The "DESeq2" package (v1.36.0) was used to determine the DEGs (fold change = 1.5, adjusted p < 0.05) between DLAT-high and DLAT-low groups. Next, we conducted the univariable Cox regression analysis to obtain the DEGs with prognostic value. The risk score model was then developed on the basis of the prognostic DEGs. The "survival" package (v3.4–0) and "glmnet" package (v4.1–4) were employed to perform Cox and LASSO regression analysis, respectively. All patients in the TCGA-PAAD cohort were included in the training set. They were classified into low- or high-risk groups using the median risk score. Survival differences were evaluated by log-rank test. The accuracy of model was estimated by time-dependent receiver operating characteristic (ROC) curves with corresponding areas under the curve (AUC) values using "survivalROC" package (v1.0.3).

Cell culture

Human pancreatic cancer cell lines (BxPC-3 and PANC-1) and normal pancreatic cell line (HPDE6-C7) were obtained from the Chinese Academy of Sciences (Shanghai, China) and cultured with complete growth medium, as recommended by the manufacturer. All cells were incubated at 37℃ in a 5% of CO2 environment.

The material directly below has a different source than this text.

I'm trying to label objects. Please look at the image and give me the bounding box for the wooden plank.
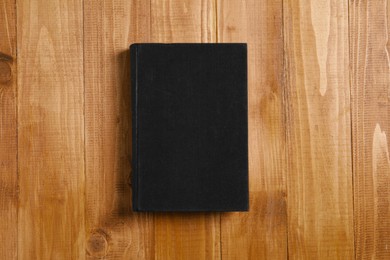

Quantitative reverse transcriptase polymerase chain reaction (RT-qPCR)

Total RNA was extracted of cells using TRIzol reagent. Next, the RNA was reverse transcribed into cDNA using a PrimeScript RT Reagent Kit with gDNA Eraser (Takara, Japan) according to the manufacturer’s instructions. RT-qPCR was conducted using TB Green Premix Ex Taq II (Takara, Japan). The reaction conditions were set as follows: 95℃ for 30 s, 40 cycles of 95 ℃ for 3 s and 60 ℃ for 30 s. Relative mRNA levels were determined by the 2−∆∆Ct method using GAPDH mRNA as an internal control. The primer sequences were shown as follows. DLAT-forward: ACTCCCCAGCCTTTAGCTC, DLAT-reverse: CAATCCCTTTCTCTACTGCCAAC, GAPDH forward: GCTGAGAACGGGAAGCTTGT, GAPDH reverse: GCCAGGGGTGCTAAGCAGTT.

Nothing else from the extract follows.